Así se expresan las jugadoras de balonmano playa noruegas, quienes antes de empezar el Europeo disputado en Bulgaria, conjuntamente con la federación de su país se quejaron de la obligación de competir con bikini.

 

La Federación Europea de Balonmano (EHF) dejó claro desde un primer momento que se mantendrían firmes en la decisión, aplicando multas en caso de infringir la norma, pero antes de que lo hicieran aceptando pagar 5.000 euros por persona que no llevara bikini, las amenazas se convirtieron en una posible exclusión del torneo.

"Justo antes del primer partido nos advirtieron de que seríamos descalificadas, así que nos vimos forzadas a jugar con bikini", explicó Katinka Haltvik, capitana del equipo.

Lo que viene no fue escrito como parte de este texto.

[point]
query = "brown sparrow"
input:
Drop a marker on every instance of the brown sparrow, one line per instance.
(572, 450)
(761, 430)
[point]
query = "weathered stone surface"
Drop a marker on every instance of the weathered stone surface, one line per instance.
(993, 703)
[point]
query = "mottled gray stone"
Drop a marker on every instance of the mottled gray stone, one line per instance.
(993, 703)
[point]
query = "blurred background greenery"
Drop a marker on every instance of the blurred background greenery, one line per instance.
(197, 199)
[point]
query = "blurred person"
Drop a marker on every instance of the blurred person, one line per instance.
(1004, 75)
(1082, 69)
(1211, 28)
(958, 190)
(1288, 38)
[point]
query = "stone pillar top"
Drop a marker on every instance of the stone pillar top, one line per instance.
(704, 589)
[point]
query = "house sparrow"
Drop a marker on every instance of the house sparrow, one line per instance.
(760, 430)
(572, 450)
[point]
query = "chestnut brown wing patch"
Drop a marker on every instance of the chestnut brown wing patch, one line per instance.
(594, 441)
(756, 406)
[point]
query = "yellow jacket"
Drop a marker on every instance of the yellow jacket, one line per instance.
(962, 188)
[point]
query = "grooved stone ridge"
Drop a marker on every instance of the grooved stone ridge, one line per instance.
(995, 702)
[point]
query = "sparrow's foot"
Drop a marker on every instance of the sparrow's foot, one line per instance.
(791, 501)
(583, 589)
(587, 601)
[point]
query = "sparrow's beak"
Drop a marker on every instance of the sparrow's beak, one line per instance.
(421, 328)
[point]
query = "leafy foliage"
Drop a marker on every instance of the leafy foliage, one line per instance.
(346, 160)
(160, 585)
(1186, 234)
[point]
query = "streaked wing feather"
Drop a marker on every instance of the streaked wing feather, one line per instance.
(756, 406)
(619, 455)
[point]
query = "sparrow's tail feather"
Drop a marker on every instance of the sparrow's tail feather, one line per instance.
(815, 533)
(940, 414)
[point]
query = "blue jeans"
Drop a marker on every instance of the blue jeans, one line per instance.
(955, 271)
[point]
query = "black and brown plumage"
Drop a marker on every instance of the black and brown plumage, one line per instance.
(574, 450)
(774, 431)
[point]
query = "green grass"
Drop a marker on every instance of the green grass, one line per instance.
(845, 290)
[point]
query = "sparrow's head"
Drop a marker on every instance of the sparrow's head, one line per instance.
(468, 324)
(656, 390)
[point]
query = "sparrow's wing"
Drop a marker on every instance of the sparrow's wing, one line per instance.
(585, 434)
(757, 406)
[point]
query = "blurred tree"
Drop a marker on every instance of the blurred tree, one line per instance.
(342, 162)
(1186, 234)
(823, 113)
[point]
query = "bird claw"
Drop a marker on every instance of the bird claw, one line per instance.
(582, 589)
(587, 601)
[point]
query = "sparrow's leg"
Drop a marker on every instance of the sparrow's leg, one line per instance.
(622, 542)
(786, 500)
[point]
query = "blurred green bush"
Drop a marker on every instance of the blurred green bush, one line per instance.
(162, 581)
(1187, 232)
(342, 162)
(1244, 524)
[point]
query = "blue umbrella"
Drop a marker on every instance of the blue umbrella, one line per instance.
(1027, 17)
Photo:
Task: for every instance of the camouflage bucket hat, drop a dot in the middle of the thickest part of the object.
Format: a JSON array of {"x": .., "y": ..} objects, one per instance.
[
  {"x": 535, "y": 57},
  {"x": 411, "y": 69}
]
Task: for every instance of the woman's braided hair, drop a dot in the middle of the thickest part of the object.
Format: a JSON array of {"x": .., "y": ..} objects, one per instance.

Suecia, Francia y Dinamarca han puesto de manifiesto que se van a solidarizar en una carta que enviará Noruega como queja por los hechos.

En lo deportivo, las noruegas han firmado un gran campeonato, llegando a la final de consolación en la que perdieron ante España, pero en la que jugaron con pantalón, como muestra de descontento y ya sin el riesgo de ser descalificadas.